Selon l’ambassade de Thaïlande à Berne, Schussegger avait contacté les autorités pour exprimer son souhait de restituer ces pièces. Le lot comprend des poteries peintes, des outils et armes en bronze, des bijoux et des perles anciennes. Les experts du ministère thaïlandais des Affaires étrangères et du Département des Beaux‑Arts vont examiner les objets afin de confirmer leur origine et leur authenticité, avant leur transfert vers Bangkok.
L’ambassade a salué un geste de coopération et de bonne volonté, rappelant que cette restitution illustre les relations positives entre les peuples suisse et thaïlandais. Le site de Ban Chiang, situé dans la province d’Udon Thani, est considéré par l’UNESCO comme le plus important établissement préhistorique d’Asie du Sud‑Est. Découvert en 1966 et inscrit en 1992, il est célèbre pour ses poteries rouges et ses preuves d’agriculture et de métallurgie du bronze vieilles de plus de deux millénaires.
Cette affaire s’inscrit dans une série de restitutions récentes. En 2024, quatre autres artefacts de Ban Chiang avaient été rendus par les États‑Unis, après avoir été offerts dans les années 1960 à des soldats américains.

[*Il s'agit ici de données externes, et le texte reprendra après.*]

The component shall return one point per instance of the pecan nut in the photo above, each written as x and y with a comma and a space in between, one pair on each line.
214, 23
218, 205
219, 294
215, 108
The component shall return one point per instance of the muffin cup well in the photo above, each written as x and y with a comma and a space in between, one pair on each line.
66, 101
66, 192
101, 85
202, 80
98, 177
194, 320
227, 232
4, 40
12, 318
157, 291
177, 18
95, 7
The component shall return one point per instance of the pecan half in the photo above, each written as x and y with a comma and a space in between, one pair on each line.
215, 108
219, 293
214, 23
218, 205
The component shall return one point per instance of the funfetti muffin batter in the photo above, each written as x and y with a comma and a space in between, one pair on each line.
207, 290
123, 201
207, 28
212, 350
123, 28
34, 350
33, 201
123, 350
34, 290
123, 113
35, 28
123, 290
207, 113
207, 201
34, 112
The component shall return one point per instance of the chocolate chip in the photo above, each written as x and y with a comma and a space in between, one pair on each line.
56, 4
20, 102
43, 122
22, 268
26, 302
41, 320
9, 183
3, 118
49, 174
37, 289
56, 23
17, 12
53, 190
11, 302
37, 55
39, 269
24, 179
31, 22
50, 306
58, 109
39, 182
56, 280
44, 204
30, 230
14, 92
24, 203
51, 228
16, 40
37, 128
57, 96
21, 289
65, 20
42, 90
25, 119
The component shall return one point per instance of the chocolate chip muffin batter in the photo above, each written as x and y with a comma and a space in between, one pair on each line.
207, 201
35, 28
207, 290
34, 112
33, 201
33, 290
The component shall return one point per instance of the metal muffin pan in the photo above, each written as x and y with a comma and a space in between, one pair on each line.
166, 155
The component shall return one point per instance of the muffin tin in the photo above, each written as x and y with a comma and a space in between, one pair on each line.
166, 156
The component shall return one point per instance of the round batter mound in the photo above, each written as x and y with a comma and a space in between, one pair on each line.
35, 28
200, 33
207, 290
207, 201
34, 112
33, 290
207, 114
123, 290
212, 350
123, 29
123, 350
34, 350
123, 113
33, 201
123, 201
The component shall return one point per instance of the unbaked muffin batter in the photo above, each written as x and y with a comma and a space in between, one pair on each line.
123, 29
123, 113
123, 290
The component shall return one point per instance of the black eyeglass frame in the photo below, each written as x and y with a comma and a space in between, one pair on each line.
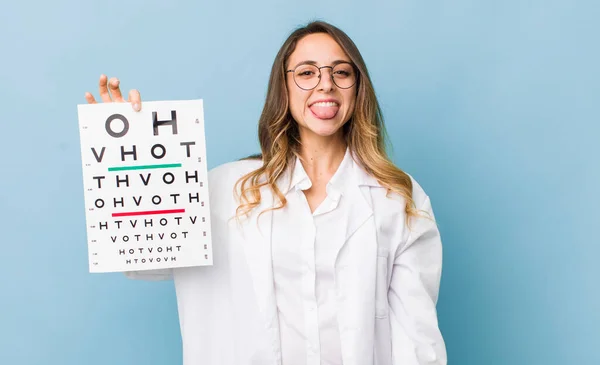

La même année, l’Art Institute of Chicago avait restitué des fragments architecturaux du parc historique de Phanom Rung, dans la province de Buriram, probablement sortis illégalement de Thaïlande vers 1965.
Pour Bangkok, chaque retour d’artefact constitue une victoire dans la lutte contre le trafic illicite de biens culturels. Les autorités thaïlandaises multiplient les démarches auprès des musées et collectionneurs étrangers afin de rapatrier des pièces dispersées depuis des décennies. Le cas Schussegger montre qu’une coopération volontaire est possible et qu’elle contribue à préserver un patrimoine reconnu mondialement.
Avec cette restitution, la Thaïlande renforce son combat pour protéger ses trésors archéologiques et rappeler l’importance de Ban Chiang comme témoin majeur de l’évolution culturelle et technologique en Asie du Sud‑Est.